Tributes to Kent based soldier

4 October 2010, 12:56 | Updated: 4 October 2010, 13:05

Rifleman Suraj Gurung from 1st Battalion The Royal Gurkha Rifles was killed in Afghanistan on Saturday 2 October 2010. The regiment has it's base at Folkestone

Rifleman Suraj, serving as part of Combined Force Nahr-e Saraj (South), was killed during a follow-up foot patrol after an attack on his patrol base. He was caught in an explosion when a suicide bomber detonated himself and he was killed in action.

He died at the front of his platoon, leading the way as he had done for the previous six months.

Rifleman Suraj Gurung was 22 years old and born and raised in the hill town of Gorkha in Nepal. He passed the notoriously gruelling process for Gurkha selection into the British Army in December 2007; becoming the first member of his family to achieve this feat.

In early January 2008 he made the journey from the tranquil foothills of the Nepalese Himalaya to Catterick in North Yorkshire as a trainee Rifleman ready to begin the arduous months of Gurkha infantry training.

In October 2008 he completed this training and travelled to Brunei to join 1st Battalion The Royal Gurkha Rifles. As a result of his good command of English and his obvious intelligence he was immediately selected to be the Platoon Radio Operator. This position is normally reserved for a senior Rifleman and as such it was testament to the high regard in which he was held so early on in his career.

Rifleman Suraj returned to the United Kingdom in August 2009 and was selected as the lead man in his patrol, known as the vallon man, for the upcoming tour to Afghanistan. His ability had again been singled out.

He deployed on Op HERRICK 12 in April 2010 and even from the start of the tour he was always confident and calm under pressure. As a soldier he excelled here in Afghanistan. As the point man of every patrol he led his multiple unflinchingly across some of the most daunting and uncertain terrain, day after day, time after time.

For six months he had been finding IEDs and selecting safe routes, keeping those following behind safe.

Only recently married he leaves behind his wife and family in Nepal.

His family said:

"Our family is devastated with the news of Suraj's death in Afghanistan on 2 October 2010. He was a very caring son and loving husband. He followed his forefather's footsteps as both his grand father and father served with the British in India: and his father- in- law served in the British Army.

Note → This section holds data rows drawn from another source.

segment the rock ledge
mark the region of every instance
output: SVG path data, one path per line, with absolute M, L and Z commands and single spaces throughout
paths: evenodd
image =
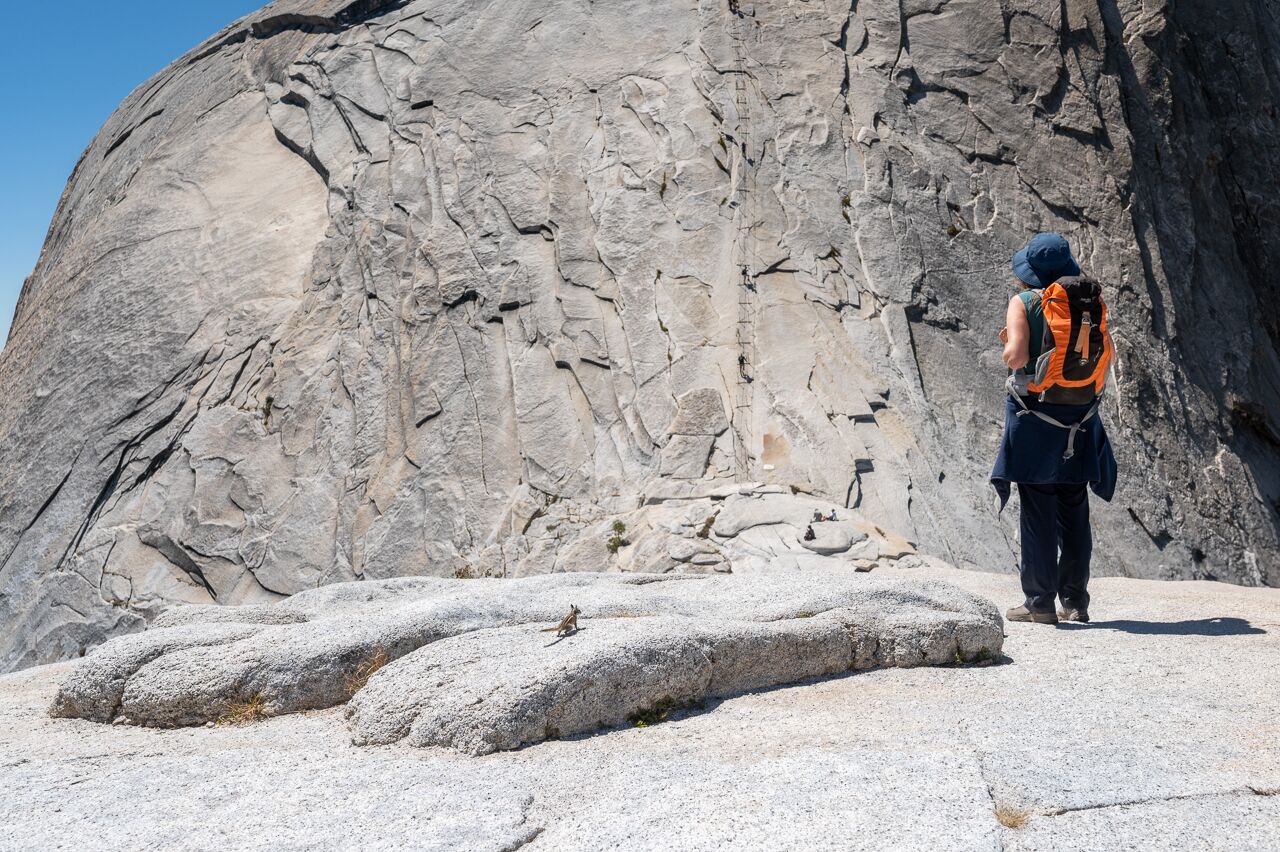
M 581 629 L 547 632 L 570 604 Z M 189 607 L 165 624 L 87 656 L 51 715 L 172 727 L 245 704 L 279 715 L 354 696 L 357 743 L 484 754 L 660 704 L 993 658 L 1003 641 L 982 598 L 849 571 L 385 580 L 276 607 Z

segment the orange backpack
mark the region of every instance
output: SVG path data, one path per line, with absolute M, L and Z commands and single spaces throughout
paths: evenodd
M 1113 354 L 1102 285 L 1060 278 L 1040 294 L 1044 340 L 1027 391 L 1042 402 L 1087 405 L 1102 394 Z
M 1006 386 L 1021 409 L 1019 419 L 1033 414 L 1050 425 L 1067 430 L 1067 447 L 1063 460 L 1076 452 L 1076 434 L 1084 428 L 1102 403 L 1107 383 L 1107 367 L 1114 350 L 1107 333 L 1107 306 L 1102 301 L 1102 286 L 1091 278 L 1070 276 L 1059 278 L 1040 293 L 1044 312 L 1044 338 L 1035 374 L 1009 375 Z M 1023 393 L 1038 394 L 1041 402 L 1058 405 L 1089 405 L 1089 410 L 1075 423 L 1063 423 L 1043 411 L 1027 407 Z

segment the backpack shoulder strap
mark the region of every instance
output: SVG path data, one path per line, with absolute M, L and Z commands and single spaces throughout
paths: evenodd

"He loved the army and was very proud to be a Gurkha: and died doing a job he loved. His family members are very proud of him."

"Rifleman Suraj was a loyal, happy and well disciplined man. He served with a positive attitude and all members of the Company are struck with the grief at his passing."

Lieutenant Colonel G M Strickland MBE, Commanding Officer, 1st Battalion The Royal Gurkha Rifles, Combined Forces Nahr-e Saraj South said:

"Rifleman Suraj Gurung was the Vallon man for my Tactical Headquarters Team. Throughout this tour, he led the way through areas of high Improvised Explosive Device risk with fortitude and courage. Never once did he complain or shy away from his duty, despite the fact that his team had suffered a partial detonation of one device and found several others during their time in Afghanistan.

"This was his first operational tour. It is telling that when we trawled the battalion for photographs of Suraj, the ones that came forward showed him with his arms around groups of grinning local children. He had a good heart, and was here to help the Afghan people.

"He was a very fine Gurkha soldier; tough but compassionate, and always there for others. To all around him he was a source of strength. His ready smile is now gone from us, but his memory remains. We mourn his passing, and share in the grief of his family who have lost a very special man. I am intensely proud to have served with him."